由良と堅苔沢で定置網漁業を、そして三瀬で旅館を経営する有限会社仁三郎の専務理事で、堅苔沢漁港に所属する定置網漁船「嶺神丸」の船頭を務める伊関領平さん。県内外の漁業者や販売業者と交流し、新しい技術や設備を積極的に取り入れ、常に新たな目標に向かって挑戦し続ける伊関さんに、漁業に対する想いや今後の展望などをお聞きしました。
 


はじめに「有限会社仁三郎」について紹介してください 。

明治頃だと思いますが、私の6代前の先祖 伊関仁三郎が今の旅館のある場所で漁業を始めたと聞いています。その後、仁三郎の子孫が昭和35年に由良と堅苔沢に定置網漁業部を設立し、昭和40年には釣り船宿の経験を活かして旅館を開業しました。
現在、弊社は、「第十八仁豊丸」と「嶺神丸」を操業して庄内で唯一の定置網漁業を営み、マアジ、サクラマス、イシダイ、ヒラメ、サケ、ワラサなどを水揚げして、由良市場や首都圏のデパートなどに出荷しています。
 


漁業を継ごうと思った理由を教えてください。

私は野球が好きで高校までずっと打ち込んできましたが、高校三年の夏の大会で負けて燃え尽き症候群になってしまいました。その時、先代である父親から誘われて漁業を手伝ったところ、目で見える範囲に置かれた網で大量の魚が獲れて、全部お金になるのを見て、「こんないい商売はない!」と思い、漁業就業を決めました。
そして父親に「嶺神丸」に乗ることを希望しましたが、まずは他所で修行するよう言われて高校卒業後に石川県の大型定置網の会社にお世話になり、修業中は台風やエチゼンクラゲで漁獲額が半減するなど大きな被害が出た約3年間でしたが、おかげでトラブルへの対応力を養うことができました。
修行が終わろうとしていた年、父親の方も台風で網が流されるなど大変な状況でしたので、私の方から地元に戻ることを伝えて「嶺神丸」に乗り、跡を継ぎました。
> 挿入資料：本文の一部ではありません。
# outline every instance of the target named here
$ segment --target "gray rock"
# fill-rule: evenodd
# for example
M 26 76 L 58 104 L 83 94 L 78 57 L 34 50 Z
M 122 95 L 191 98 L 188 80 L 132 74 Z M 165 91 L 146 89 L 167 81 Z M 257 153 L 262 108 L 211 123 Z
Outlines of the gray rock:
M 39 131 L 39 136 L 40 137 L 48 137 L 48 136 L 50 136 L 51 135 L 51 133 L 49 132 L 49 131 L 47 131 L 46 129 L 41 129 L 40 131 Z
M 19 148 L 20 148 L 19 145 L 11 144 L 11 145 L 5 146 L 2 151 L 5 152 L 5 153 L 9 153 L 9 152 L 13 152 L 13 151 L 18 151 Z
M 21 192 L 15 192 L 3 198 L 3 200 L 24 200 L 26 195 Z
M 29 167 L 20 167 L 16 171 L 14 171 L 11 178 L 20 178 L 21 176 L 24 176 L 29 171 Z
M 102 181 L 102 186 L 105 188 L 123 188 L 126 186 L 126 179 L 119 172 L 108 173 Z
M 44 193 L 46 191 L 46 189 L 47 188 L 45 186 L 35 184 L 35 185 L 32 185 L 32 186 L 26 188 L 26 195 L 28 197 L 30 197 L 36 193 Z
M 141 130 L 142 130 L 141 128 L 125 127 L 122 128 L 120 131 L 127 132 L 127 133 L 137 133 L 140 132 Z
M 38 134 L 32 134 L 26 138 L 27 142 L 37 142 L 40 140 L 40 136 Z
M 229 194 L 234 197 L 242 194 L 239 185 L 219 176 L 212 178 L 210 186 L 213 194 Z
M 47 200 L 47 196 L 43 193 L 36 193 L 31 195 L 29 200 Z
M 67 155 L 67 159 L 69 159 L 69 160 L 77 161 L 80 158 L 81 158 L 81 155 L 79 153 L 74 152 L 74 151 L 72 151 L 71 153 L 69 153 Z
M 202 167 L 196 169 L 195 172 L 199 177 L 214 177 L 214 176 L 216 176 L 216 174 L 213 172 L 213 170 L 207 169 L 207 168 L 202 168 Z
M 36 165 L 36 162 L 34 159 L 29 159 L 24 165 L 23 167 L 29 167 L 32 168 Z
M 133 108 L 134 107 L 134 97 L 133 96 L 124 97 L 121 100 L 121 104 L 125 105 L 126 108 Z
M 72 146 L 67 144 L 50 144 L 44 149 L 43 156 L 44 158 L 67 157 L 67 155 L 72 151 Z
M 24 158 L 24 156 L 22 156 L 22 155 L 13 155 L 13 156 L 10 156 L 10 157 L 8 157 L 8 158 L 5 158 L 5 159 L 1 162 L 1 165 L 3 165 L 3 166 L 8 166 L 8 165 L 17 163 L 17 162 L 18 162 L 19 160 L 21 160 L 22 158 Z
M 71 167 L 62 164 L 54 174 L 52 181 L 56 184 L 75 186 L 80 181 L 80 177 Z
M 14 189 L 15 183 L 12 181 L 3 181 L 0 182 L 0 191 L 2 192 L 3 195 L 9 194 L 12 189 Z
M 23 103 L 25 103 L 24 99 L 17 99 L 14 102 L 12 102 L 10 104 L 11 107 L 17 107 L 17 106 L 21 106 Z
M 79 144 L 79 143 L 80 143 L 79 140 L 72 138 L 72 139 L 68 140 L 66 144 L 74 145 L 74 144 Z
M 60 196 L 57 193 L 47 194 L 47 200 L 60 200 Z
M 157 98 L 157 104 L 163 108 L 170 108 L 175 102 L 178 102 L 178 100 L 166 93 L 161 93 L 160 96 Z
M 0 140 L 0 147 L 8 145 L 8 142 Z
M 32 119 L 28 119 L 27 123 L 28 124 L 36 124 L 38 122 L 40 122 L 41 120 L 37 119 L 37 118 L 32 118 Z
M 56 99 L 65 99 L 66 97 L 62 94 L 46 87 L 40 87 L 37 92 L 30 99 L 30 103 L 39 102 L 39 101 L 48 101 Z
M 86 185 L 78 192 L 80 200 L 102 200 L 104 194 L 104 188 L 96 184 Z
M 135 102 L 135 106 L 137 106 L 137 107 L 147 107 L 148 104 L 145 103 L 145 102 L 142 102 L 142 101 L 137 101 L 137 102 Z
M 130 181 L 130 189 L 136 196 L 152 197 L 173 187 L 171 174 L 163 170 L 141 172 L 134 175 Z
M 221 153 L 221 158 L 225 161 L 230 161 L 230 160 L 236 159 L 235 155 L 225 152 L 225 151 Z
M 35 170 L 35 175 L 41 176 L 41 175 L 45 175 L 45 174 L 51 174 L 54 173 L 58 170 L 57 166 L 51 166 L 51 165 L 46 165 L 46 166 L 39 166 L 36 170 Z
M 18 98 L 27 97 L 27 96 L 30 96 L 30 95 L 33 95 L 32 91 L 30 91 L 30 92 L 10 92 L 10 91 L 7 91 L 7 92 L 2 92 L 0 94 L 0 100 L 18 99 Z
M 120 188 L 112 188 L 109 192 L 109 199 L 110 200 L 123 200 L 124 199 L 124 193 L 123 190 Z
仕事に取り組む上で大切にしていることを教えてください 。

漁業は自然相手のため、いつも100%の仕事とはいかず、70~80%の仕事で妥協しなければならない場面が多いです。
例えば荒天で網が流されてしまった場合でも、やるべきことをやっていれば、悪い結果でも次回の材料になると考えて割り切れますので、とにかく最善を尽くして後悔しないよう、悪いことを引きずらないようにしています。

 
課題や苦労していることはありますか 。

一番は、やっぱり漁の模様が変わってきていることです。海水温上昇などで獲れる魚の種類や獲れる時期が大分変わってきていますので、我々人間がそこにフィットしていかなければならない、すごく難しい時代になってきたと感じています。
 


今後の展望、チャレンジしたいことを教えてください。

秋の漁が大部不透明になってきていますので、確実に利益を出すためには春の漁のボリュームを増やすしかないと考え、国や関連業者と相談しながら、現在の山形県内では行われていない大型定置網漁業の復活を模索しています。
新型の装備を備えた漁船「嶺神丸」があり、日本人とインドネシア人の乗組員も少人数ですが技術面や精神面で百戦錬磨の人たちばかりですし、私も若いので、新しい目標への挑戦に耐えられると思います。私の人生の集大成の一つとして成功させたいですね。